Rasulullah shallallahu ‘alaihi wasallam bersabda,
“Bertaqwalah kepada Allah dimana saja engkau berada, ikutilah perbuatan buruk dengan perbuatan baik niscaya ia menghapuskan (dosa)nya, dan pergaulilah sesama manusia dengan akhlak yang baik.” (Riwayat Ahmad dari Mu’adz, dan al-Hakim dari Abu Dzarr. Menurut ad-Dzahabi: isnad riwayat al-Hakim ‘ala syarthil bukhari wa muslim).
Sebaliknya orang-orang kafir, mereka selalu dalam keadaan lalai, sehingga tidak menyadari akibat buruk dari tindakan-tindakan mereka. Kelak, tiba-tiba saja segenap akibat itu menumpuk menjadi satu dan menimpa mereka tanpa tertahankan lagi, sehingga mereka akan terdiam berputus asa. Al-Qur’an menceritakannya, sbb:
“Maka tatkala mereka melupakan peringatan yang telah diberikan kepada mereka, Kami pun membukakan semua pintu-pintu kesenangan untuk mereka; sehingga apabila mereka bergembira dengan apa yang telah diberikan kepada mereka, Kami siksa mereka dengan sekonyong-konyong, maka ketika itu mereka terdiam berputus asa.” (Qs. Al-An’am: 44)
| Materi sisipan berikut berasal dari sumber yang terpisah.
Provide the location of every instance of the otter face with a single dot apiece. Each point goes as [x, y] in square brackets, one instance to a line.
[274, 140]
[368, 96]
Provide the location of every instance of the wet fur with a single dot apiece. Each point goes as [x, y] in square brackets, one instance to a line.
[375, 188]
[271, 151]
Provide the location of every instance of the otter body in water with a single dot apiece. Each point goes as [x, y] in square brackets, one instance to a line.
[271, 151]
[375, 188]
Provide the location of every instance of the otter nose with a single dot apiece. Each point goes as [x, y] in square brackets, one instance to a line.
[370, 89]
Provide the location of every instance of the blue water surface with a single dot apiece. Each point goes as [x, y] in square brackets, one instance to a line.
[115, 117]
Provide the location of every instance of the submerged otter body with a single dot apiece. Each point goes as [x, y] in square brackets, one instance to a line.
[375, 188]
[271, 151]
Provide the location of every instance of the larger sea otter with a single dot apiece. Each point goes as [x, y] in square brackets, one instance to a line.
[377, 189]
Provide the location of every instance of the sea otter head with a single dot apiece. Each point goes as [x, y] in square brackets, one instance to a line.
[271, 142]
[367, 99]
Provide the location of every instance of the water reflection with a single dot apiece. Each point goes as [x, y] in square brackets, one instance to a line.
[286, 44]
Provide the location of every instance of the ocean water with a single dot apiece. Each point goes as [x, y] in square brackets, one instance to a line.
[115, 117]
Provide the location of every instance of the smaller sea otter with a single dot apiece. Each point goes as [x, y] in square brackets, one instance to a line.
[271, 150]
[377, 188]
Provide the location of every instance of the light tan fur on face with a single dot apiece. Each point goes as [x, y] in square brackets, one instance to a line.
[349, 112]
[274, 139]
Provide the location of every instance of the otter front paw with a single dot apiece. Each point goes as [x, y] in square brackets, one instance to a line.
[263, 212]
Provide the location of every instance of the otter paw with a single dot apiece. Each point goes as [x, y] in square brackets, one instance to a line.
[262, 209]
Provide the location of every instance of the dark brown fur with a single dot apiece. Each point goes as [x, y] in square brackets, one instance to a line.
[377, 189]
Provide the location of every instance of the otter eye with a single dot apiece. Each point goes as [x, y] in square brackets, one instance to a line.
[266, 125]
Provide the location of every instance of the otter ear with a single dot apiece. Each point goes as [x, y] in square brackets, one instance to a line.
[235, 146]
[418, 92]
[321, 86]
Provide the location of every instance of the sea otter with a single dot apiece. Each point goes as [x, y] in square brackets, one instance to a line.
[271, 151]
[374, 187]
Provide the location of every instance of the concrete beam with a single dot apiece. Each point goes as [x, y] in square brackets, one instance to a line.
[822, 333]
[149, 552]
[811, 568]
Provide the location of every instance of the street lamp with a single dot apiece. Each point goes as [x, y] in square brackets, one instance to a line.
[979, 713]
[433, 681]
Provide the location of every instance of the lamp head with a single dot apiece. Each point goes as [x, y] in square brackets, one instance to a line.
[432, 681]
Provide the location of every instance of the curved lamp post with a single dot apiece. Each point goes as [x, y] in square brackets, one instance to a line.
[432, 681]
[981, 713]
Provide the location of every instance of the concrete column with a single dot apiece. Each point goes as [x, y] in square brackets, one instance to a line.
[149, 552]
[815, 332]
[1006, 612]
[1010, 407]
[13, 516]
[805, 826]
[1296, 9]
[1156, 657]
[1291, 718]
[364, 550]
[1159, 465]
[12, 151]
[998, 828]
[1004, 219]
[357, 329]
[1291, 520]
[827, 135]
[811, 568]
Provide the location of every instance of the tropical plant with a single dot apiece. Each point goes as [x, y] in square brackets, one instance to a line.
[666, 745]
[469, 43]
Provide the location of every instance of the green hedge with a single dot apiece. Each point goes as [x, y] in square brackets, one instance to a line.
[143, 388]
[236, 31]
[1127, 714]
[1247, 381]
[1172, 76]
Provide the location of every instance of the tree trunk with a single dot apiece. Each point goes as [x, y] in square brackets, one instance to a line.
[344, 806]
Demikianlah kenyataannya. Orang yang mendustakan ayat-ayat Allah tidak pernah menengok amalnya. Segala jenis kedurjanaan mereka terjang, tanpa penyesalan sedikit pun. Allah berfirman: “Orang-orang yang mendustakan ayat-ayat Kami, mereka akan ditimpa siksa disebabkan mereka selalu berbuat fasik.” (Qs. al-An’am: 49).
Fasiq artinya berbuat kesalahan serta dosa secara sengaja, yakni setelah mengerti adanya larangan dan peringatan Allah dalam hal itu, karena hatinya dipenuhi pengingkaran dan permusuhan; bukan karena lupa dan khilaf.
Dalam Al-Qur’an, setiap kefasikan selalu berdekatan dengan penolakan dan permusuhan kepada hukum Allah, yakni kekafiran. Mereka ibarat dua sisi mata uang.
Oleh karenanya, mari beramal shalih, juga berdoa semoga Allah mensucikan hati kita dan menutup aib-aib kita. Amin. Wallahu a’lam.